High Self Esteem Guru boomcracklehisses, “Go ahead. Turn around, face the glass and give yourself the same words of encouragement.”

Turning around, I see the awkward position I've gotten myself into. My arms ache from holding up those heavy bags. I lock eyes with my reflection and open my mouth...

LSED scampers out to wave under my nose the last remaining Hot Cross Bun that Alaskaboy made yesterday. "Ignore The Man. They only want to deprive you of your hard won stash. It's our security!"


For too long I've been waiting for someone else to tell me I'm wonderful. So what if others aren't able to tell me what I need to hear?

I chose to put myself down all those years.
I chose to disbelieve almost every compliment I ever received.
I chose to let people's words hurt me.
I chose to live here so far away from everyone else.
I chose to be a writer.
I chose to be where I am today.

I'm healthy. I'm happy. I'm alive. I love and I am loved.

I choose to value myself for my true worth.
I choose to see myself as I am, right here and right now.
I choose to wait until I'm ready to have children, however long that takes.
I choose to love myself.
I choose to be healthy.
I choose to trust myself.
I choose to continue writing.
I choose living my life how I need to live it!
I choose to live in the now and let the future take care of itself.
I choose to respect myself.

My gaze shifts from eyeballing my reflection to see the widening of LSED's pupils. She must be able to see it written all over my face. I put down the bags one at a time. I flex my hands, do circles with my shoulders and stretch my neck side to side. Then, I take the hot cross bun from LSED, and ever so gently force her to eat her own advice.

Then I turn to find High Self Esteem Guru standing beside me in silent support. Momentarily gripping hands with her in wordless thanks for the cavalry's timely arrival, I release her and stride off into the day. Knowing that she'll be behind me every step of the way.

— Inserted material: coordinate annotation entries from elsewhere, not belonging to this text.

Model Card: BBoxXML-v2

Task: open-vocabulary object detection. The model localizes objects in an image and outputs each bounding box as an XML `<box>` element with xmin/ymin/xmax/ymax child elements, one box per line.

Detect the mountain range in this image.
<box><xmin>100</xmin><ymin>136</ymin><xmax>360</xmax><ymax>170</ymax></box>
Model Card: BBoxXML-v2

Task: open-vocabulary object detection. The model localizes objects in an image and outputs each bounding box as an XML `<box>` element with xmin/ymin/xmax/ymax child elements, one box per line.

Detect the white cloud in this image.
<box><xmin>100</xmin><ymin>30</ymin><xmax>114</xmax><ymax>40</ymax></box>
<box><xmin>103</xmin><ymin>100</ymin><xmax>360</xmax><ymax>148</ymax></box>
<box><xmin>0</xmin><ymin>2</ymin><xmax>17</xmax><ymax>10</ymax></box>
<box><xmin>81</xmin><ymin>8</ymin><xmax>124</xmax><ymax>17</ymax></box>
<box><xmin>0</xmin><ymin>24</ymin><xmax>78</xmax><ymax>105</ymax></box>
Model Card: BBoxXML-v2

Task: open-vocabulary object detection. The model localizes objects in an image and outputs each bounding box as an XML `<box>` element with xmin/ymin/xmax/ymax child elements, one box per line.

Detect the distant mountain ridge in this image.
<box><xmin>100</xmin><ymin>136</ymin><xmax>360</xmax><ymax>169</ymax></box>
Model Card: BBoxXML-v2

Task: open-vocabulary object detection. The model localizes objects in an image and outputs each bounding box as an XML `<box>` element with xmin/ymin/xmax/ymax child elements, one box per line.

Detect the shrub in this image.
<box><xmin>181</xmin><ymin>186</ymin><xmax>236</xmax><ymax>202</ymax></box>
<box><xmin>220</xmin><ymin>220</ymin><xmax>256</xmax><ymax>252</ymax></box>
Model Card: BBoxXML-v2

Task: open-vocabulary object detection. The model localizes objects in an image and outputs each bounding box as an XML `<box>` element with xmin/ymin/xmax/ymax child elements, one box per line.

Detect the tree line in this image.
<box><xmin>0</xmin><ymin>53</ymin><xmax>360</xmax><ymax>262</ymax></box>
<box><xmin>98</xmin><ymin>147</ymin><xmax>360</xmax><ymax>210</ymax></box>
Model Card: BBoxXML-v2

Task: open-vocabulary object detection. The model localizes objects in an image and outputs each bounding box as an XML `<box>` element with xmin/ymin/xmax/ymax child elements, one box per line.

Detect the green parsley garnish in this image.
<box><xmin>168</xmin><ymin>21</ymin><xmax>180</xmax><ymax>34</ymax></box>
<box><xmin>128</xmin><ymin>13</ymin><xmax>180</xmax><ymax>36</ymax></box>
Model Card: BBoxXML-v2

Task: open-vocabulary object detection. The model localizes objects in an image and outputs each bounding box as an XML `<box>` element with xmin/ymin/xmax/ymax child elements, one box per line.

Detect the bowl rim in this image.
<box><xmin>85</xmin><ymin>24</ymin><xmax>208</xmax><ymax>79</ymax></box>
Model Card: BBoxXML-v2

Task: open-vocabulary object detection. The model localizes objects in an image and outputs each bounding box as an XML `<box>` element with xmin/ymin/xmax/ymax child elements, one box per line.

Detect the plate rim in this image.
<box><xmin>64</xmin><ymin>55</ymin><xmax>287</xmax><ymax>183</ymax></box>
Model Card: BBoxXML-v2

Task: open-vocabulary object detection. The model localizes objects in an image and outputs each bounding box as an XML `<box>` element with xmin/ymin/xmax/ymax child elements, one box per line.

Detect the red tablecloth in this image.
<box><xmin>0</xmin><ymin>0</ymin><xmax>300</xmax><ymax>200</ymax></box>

*Wow. First appearance of a new character. About time she showed up! ;)

4 Nibbles:

Marshmallow said...

What a post! You're a freaking legend!

Kada said...

LOL

Thank you for the compliment. It means a lot coming from you.

Joc said...

Fantastic post! Its like you can see inside my head!

Kada said...

Hiya Joc! Glad to see you around. {hugs}

It's amazing how a lot of us have similar things going on at the same itme, isn't it?